To track the lava's speed and start building the map, CRASAR's team positioned its drones over leading edge over a lava flow, pointed the camera straight down, and hovered over that position tracking its latitude or longitude, said Dave Merrick, the group's executive secretary. It repeated those steps about 20 to 30 minutes later to determine how fast the flow was moving. The drones were flown as low as 100 meters above the surface, which can reach temperatures of up to 1,400 degrees and ejects hazardous fumes.

For Esri, opening its mapping software to the CRASAR team was a continuation of a partnership formed last year when Hurricane Harvey bore down on Texas. The company supplies governments with maps designed to be updated in as close to real time as possible, which becomes more urgent during an emergency.

"Our side is really to help [CRASAR] process those images so those first responders can access that information and make better decisions," said Ryan Lanclos, the head of Esri's public safety team.

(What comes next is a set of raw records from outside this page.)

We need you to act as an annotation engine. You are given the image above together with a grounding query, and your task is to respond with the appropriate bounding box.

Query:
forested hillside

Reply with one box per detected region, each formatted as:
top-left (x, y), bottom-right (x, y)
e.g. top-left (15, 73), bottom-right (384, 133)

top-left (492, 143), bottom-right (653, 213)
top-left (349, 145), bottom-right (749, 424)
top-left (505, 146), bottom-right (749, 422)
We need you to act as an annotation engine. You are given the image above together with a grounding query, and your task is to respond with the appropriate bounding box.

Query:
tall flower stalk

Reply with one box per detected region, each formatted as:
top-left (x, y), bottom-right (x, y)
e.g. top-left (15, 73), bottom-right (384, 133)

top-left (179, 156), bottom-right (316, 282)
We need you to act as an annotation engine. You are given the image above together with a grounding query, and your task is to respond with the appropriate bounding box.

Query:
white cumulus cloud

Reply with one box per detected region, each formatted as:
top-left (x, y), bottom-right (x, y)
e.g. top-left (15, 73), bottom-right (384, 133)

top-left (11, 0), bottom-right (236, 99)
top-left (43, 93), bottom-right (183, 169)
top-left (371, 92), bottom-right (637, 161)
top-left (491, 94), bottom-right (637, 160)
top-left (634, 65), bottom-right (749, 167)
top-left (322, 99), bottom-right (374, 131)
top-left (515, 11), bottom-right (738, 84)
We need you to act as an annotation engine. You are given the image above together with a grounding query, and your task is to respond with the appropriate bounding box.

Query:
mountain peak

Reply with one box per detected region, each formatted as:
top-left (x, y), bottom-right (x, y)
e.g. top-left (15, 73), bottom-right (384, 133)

CRASAR uploaded its 360-degree footage to Esri's cloud, where it was then integrated with map layers showing roads and structures, creating an updated look at the volcano zone that could then be used by Hawaii Civil Defense. A research group from the University of Hawaii at Hilo also contributed footage. From there, officials could show a map of lava flows and evacuation routes to a population hungry for information about where the volcano might next hit.

"Time is of the essence, especially when the evacuations start coming in," Lanclos said. "And everyone's going to hit the site."

Lanclos pointed to maps the company created last year after Hurricane Irma in Florida and Hurricane Maria in Puerto Rico, which he said had "an astronomical number of hits."

While the CRASAR volunteers are well-practiced after nearly two decades of surveying all kinds of disaster sites, Kilauea still astounded them.

"We'd done almost every kind of world event except a volcano," said CRASAR's president, Justin Adams. "Just the breadth of seeing nature as I've never seen it before. It doesn't care what's in front of it, it just takes it away."